Book Review by Lizabeth Nieves

No Lifeguard on Duty:
The Accidental Life of the World's First Supermodel

By Janice Dickinson
Regan Books/Harper Collins
$24.95

Janice Dickinson is often remembered for two things. Helping to change the standard of beauty in the modeling world with her smoldering dark good looks and publicly accusing Sylvester Stallone of fathering her child and insisting on a DNA test that came up negative. No Lifeguard on Duty is a wild roller coaster ride. Her life starts at the bottom- the first chapter is brutal with an abusive incestuous father, escaping to NYC from Florida at age 17 starts her ascent into super stardom and drug abuse.

The novel is entertaining and a quick read- Ms. Dickinson's personality comes though loud and clear. Ambitiously pushing forward, she is photographed by Avedon, Penn and Beard and slept with Stallone, Willis, Jagger and Neeson. Namedropping is key here- the pages are filled with a whose who of seventies and eighties celebrities. Studio 54 enthusiasts will enjoy the insider's view. Who knew that Steven Rubell liked to bring home young men and romp naked in bed with money from the night before?
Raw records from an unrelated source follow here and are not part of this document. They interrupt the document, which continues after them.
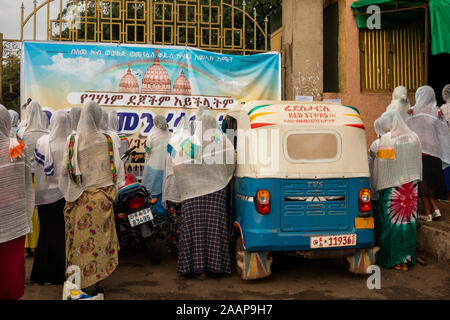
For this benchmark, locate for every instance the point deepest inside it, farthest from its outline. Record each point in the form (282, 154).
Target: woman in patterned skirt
(93, 170)
(397, 170)
(16, 209)
(202, 174)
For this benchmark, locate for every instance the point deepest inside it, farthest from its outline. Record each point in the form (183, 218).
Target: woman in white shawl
(14, 121)
(36, 127)
(397, 171)
(400, 101)
(171, 199)
(372, 154)
(92, 172)
(203, 167)
(425, 122)
(445, 108)
(49, 262)
(74, 116)
(113, 127)
(155, 160)
(16, 210)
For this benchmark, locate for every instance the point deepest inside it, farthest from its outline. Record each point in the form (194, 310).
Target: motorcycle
(133, 208)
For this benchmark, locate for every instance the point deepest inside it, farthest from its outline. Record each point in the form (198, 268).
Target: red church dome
(182, 84)
(156, 79)
(129, 83)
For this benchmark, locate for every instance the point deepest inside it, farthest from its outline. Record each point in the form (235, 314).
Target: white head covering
(446, 106)
(14, 121)
(400, 101)
(16, 188)
(170, 189)
(90, 157)
(446, 93)
(74, 116)
(5, 122)
(49, 158)
(155, 158)
(202, 166)
(113, 128)
(113, 121)
(398, 158)
(36, 118)
(35, 128)
(104, 124)
(426, 124)
(399, 92)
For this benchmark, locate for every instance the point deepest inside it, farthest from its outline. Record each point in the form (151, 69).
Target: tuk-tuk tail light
(262, 201)
(365, 200)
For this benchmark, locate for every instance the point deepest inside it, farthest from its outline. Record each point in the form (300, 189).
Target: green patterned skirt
(396, 217)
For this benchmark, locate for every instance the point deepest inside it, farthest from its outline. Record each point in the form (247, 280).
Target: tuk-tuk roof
(311, 113)
(290, 118)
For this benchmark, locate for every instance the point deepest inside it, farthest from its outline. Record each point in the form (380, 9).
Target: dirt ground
(136, 278)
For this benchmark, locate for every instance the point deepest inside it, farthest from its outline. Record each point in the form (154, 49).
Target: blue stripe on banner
(37, 154)
(49, 170)
(171, 151)
(39, 160)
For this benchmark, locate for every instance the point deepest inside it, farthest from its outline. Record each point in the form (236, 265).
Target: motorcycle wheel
(154, 248)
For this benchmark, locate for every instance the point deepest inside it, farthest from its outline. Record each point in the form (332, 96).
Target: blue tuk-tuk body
(301, 182)
(301, 211)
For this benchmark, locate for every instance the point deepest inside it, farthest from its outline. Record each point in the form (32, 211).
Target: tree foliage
(263, 9)
(11, 80)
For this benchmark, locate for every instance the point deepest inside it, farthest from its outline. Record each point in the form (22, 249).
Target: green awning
(390, 19)
(440, 26)
(439, 18)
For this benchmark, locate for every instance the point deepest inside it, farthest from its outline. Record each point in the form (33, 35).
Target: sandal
(421, 261)
(201, 276)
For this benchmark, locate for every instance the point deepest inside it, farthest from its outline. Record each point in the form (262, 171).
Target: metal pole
(1, 67)
(425, 72)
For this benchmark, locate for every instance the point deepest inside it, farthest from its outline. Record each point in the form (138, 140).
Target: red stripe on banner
(361, 126)
(257, 125)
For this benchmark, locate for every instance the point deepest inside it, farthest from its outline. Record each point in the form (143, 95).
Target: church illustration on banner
(156, 80)
(156, 90)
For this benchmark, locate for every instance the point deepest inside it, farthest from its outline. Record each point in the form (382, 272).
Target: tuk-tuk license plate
(345, 240)
(140, 217)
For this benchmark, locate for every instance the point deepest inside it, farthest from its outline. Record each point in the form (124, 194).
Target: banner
(140, 81)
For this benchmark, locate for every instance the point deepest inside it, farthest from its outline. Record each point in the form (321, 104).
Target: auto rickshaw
(301, 184)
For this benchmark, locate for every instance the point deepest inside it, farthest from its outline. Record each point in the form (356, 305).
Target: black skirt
(50, 257)
(432, 185)
(203, 240)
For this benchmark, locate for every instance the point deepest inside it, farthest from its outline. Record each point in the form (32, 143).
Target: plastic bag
(72, 292)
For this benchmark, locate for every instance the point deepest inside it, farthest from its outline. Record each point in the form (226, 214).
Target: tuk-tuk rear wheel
(238, 248)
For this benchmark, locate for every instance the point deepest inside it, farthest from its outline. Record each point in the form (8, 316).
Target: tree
(11, 84)
(263, 9)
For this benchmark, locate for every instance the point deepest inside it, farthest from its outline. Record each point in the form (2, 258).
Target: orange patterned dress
(91, 238)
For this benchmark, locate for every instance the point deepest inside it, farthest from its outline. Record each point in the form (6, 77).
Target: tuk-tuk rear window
(312, 147)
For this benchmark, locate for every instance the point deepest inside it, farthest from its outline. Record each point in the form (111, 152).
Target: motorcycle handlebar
(127, 153)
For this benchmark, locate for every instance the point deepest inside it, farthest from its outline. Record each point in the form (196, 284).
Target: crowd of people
(409, 160)
(58, 181)
(59, 178)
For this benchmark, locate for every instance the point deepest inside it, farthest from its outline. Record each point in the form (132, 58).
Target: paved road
(137, 278)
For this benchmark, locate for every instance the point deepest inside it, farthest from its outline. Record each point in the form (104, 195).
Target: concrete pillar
(302, 45)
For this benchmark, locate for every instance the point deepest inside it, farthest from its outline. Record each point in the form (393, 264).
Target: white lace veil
(90, 160)
(398, 158)
(14, 121)
(113, 121)
(74, 115)
(16, 188)
(400, 101)
(204, 162)
(426, 124)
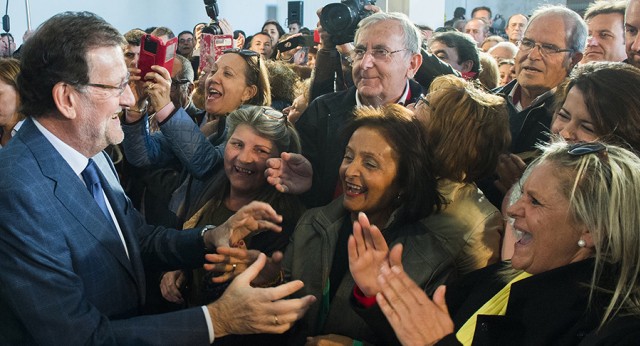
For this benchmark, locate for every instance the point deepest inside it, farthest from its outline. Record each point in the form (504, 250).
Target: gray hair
(185, 73)
(508, 45)
(576, 27)
(603, 189)
(412, 35)
(274, 128)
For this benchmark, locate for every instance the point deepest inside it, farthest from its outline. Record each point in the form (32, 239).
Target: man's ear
(249, 92)
(414, 65)
(575, 59)
(66, 99)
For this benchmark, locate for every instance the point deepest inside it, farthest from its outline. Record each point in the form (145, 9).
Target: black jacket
(323, 142)
(536, 125)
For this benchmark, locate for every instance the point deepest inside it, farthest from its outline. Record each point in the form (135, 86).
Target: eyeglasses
(581, 149)
(379, 54)
(526, 45)
(422, 100)
(121, 88)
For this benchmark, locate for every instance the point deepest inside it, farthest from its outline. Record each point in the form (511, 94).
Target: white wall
(248, 15)
(178, 15)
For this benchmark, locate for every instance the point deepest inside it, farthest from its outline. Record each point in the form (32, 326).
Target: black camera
(341, 19)
(212, 11)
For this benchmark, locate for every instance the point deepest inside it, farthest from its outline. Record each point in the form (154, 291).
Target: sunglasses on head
(243, 52)
(580, 149)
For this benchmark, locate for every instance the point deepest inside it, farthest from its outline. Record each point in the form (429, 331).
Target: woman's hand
(233, 261)
(416, 319)
(368, 252)
(170, 286)
(510, 169)
(158, 86)
(329, 340)
(290, 173)
(253, 217)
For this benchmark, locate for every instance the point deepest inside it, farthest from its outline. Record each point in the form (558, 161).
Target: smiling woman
(255, 135)
(387, 174)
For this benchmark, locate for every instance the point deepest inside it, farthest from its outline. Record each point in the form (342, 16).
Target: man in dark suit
(72, 258)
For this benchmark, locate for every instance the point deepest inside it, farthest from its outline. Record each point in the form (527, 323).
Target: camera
(341, 19)
(212, 11)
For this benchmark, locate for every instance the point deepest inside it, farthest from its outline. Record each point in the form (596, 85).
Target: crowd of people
(414, 186)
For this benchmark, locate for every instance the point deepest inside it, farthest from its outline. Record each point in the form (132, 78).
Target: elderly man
(515, 27)
(7, 45)
(72, 248)
(552, 45)
(385, 58)
(605, 22)
(458, 50)
(478, 28)
(631, 26)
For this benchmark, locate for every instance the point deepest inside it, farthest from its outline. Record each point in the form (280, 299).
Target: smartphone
(155, 52)
(211, 47)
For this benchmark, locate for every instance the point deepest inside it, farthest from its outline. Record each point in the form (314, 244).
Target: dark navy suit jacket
(64, 275)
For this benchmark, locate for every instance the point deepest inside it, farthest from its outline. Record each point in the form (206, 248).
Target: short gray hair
(412, 35)
(276, 129)
(577, 28)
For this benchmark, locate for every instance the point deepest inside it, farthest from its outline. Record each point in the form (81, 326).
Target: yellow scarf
(497, 305)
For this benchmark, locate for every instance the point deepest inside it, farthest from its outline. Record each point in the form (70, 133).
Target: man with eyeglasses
(605, 22)
(7, 45)
(132, 47)
(631, 27)
(385, 59)
(72, 248)
(186, 43)
(552, 45)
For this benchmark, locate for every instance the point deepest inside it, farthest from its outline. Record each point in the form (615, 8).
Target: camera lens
(337, 18)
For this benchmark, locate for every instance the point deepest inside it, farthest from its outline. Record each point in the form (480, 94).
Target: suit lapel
(72, 193)
(122, 209)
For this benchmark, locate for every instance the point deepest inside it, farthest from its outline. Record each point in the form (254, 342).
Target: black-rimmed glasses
(121, 88)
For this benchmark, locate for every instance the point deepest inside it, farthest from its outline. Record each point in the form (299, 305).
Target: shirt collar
(515, 95)
(77, 161)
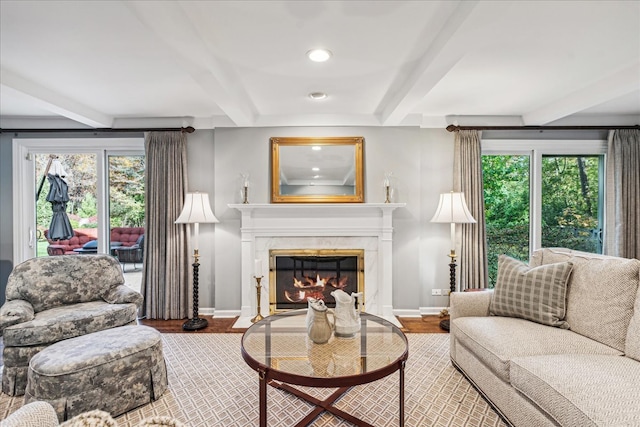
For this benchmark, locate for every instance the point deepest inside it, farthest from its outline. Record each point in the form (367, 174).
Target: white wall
(421, 161)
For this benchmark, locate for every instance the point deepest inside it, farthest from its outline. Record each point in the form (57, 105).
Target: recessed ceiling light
(319, 55)
(317, 95)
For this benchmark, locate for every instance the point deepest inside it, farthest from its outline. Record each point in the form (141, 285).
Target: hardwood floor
(424, 324)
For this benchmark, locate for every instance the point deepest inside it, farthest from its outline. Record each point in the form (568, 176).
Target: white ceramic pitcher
(347, 318)
(319, 328)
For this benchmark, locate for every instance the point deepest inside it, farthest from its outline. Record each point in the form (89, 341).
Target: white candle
(195, 236)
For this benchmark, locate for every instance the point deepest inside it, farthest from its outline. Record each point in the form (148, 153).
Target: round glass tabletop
(279, 344)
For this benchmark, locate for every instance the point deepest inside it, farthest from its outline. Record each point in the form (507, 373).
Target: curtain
(468, 179)
(166, 273)
(623, 194)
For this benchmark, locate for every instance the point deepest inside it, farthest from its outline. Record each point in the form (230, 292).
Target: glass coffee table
(278, 348)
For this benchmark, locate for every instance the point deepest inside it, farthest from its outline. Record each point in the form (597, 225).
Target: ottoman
(114, 370)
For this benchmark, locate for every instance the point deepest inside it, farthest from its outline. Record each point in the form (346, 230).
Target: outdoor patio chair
(131, 254)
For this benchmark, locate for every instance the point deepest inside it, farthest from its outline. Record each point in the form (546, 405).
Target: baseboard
(406, 313)
(225, 313)
(430, 311)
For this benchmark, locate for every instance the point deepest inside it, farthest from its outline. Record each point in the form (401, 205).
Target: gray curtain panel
(468, 179)
(623, 194)
(167, 266)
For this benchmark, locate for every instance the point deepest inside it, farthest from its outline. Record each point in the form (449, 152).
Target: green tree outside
(570, 203)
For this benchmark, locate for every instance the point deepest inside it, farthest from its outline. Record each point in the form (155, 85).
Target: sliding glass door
(87, 165)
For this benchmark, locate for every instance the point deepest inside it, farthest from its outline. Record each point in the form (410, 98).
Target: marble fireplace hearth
(365, 226)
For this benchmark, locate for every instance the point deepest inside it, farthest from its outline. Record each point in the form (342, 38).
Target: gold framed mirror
(317, 169)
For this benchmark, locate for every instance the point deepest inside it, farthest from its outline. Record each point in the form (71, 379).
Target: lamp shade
(197, 209)
(453, 209)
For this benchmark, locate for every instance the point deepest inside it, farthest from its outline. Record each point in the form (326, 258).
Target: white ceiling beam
(614, 86)
(433, 65)
(54, 102)
(176, 31)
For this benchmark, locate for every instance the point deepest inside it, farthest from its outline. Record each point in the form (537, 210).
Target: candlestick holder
(245, 194)
(258, 316)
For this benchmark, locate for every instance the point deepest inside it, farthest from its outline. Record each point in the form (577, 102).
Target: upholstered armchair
(50, 299)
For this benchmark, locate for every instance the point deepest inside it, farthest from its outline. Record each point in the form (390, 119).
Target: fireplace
(296, 275)
(317, 226)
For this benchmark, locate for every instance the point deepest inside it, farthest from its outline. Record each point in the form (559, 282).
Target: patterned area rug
(210, 385)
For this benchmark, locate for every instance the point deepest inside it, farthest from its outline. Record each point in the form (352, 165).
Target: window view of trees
(570, 202)
(126, 179)
(126, 191)
(506, 200)
(81, 180)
All other emotional issues are glossed over a bit too quickly, the incest, estranged family and drug and alcohol abuse but perhaps this is how Ms. Dickinson survived the madness- "Hey I'm just a shallow happy girl and you get on with your happy shallow life".

 

The Lovely Bones

By Alice Sebold
Little and Brown
$21.95

Never has a novel been as timely as this. Alice Sebold's The Lovely Bones starts off with the brutal rape and murder of 14 year-old Susie Salmon. On her way home from school she is lured by her next door neighbor and serial killer Mr. Harvey. Susie tells her story from heaven as her parents hold out, thinking that she is missing and will find her way home. The bone found in the cornfield nearby dispels this hope quickly. She narrates and watched over her parents and siblings as they fall apart. Her father becomes obsessed with finding the killer, her mother withdraws and embarks on an affair with the melancholy detective that is determined to find the killer. Her sister grows up amidst the whispers of being the "other salmon girl" and her 4 year-old brother is lost and clueless as noone will explain what happened. Susie is always there, always 14 and watching it all unfold.

The Lovely Bones is delicately sad, almost the same mental state as that of the characters. The novel is heartbreaking and yet hopeful for the survivors. The realization is there that at some point they will be fine. When a tragedy such as this happens it is often heard "I can't imagine what it would be like..." Sebold does the imagining for you and then some.